Somali refugee at home in North Queensland as Townsville Multicultural Support Group resettlement numbers rise
“I love Townsville,” beams Abdi Omar Osman, resplendent in his North Queensland Fury shirt.
To say that his journey here has been a long and arduous one would be a dramatic understatement.
Born in 1991, Mr. Osman and his family fled their native Somalia when war broke out later that year.
What followed was a journey of more than 700 kilometres, to the relative safety of the world’s largest refugee camp in Dadaab, Kenya.
After more than 20 years there, sometimes eating only once a day, the opportunity to resettle and build a new life in Australia was one the aspiring nurse was determined to grasp with both hands.
“There’s a lot of things I can do now… like [study] biology, chemistry… English is my second language but I am going to improve,” he says, already at level three of his TAFE English language course.
“It is a shame to get only Centrelink money… you must work.”
Stories of refugees prospering in Townsville are becoming increasingly common since the city’s Multicultural Support Group accepted a contract to house and integrate those approved for resettlement.

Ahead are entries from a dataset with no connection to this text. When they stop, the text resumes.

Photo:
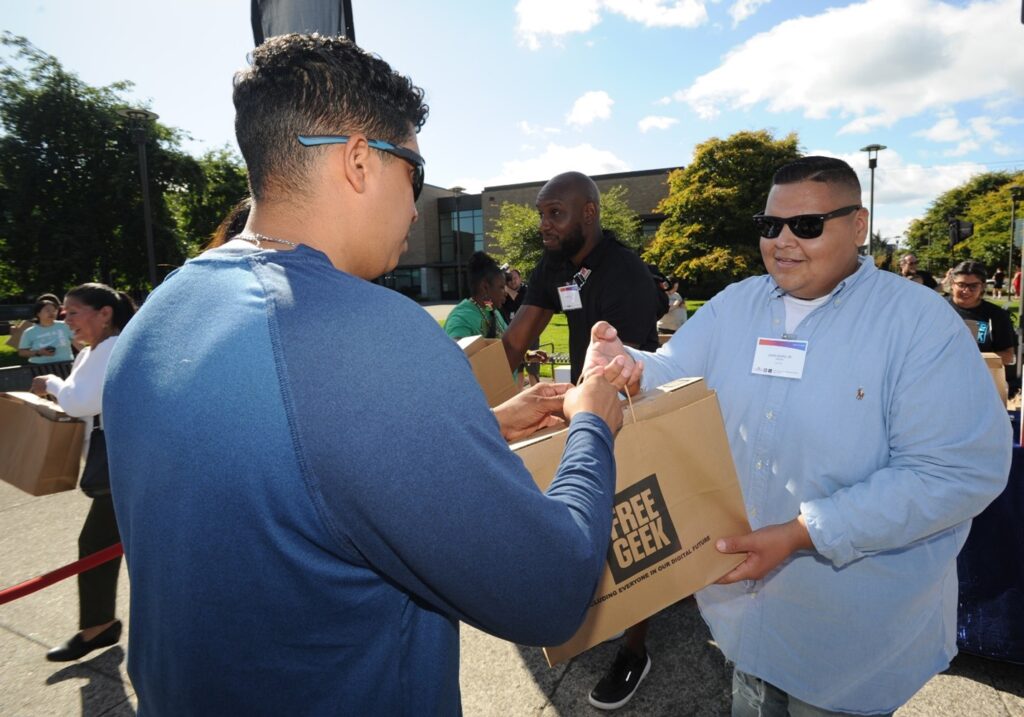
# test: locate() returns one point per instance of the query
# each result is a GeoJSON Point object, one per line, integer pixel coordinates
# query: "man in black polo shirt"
{"type": "Point", "coordinates": [586, 273]}
{"type": "Point", "coordinates": [995, 329]}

“In the last financial year there’s been over 250 [refugees resettled] … the previous year was 198… eight years ago there might have been 50,” says manager Meg Davis.
“Most of those people stay and settle long term now in Townsville where originally when there were very small numbers people stayed here for less than six months and went further south to the big metropolitan cities.”
Successive governments have called on regional Australia to play a bigger role in encouraging refugees to settle outside of the nation’s capital cities, with Federal Government plans recently announced for safe haven enterprise visas which would require asylum seekers found to be refugees to live and work in rural areas.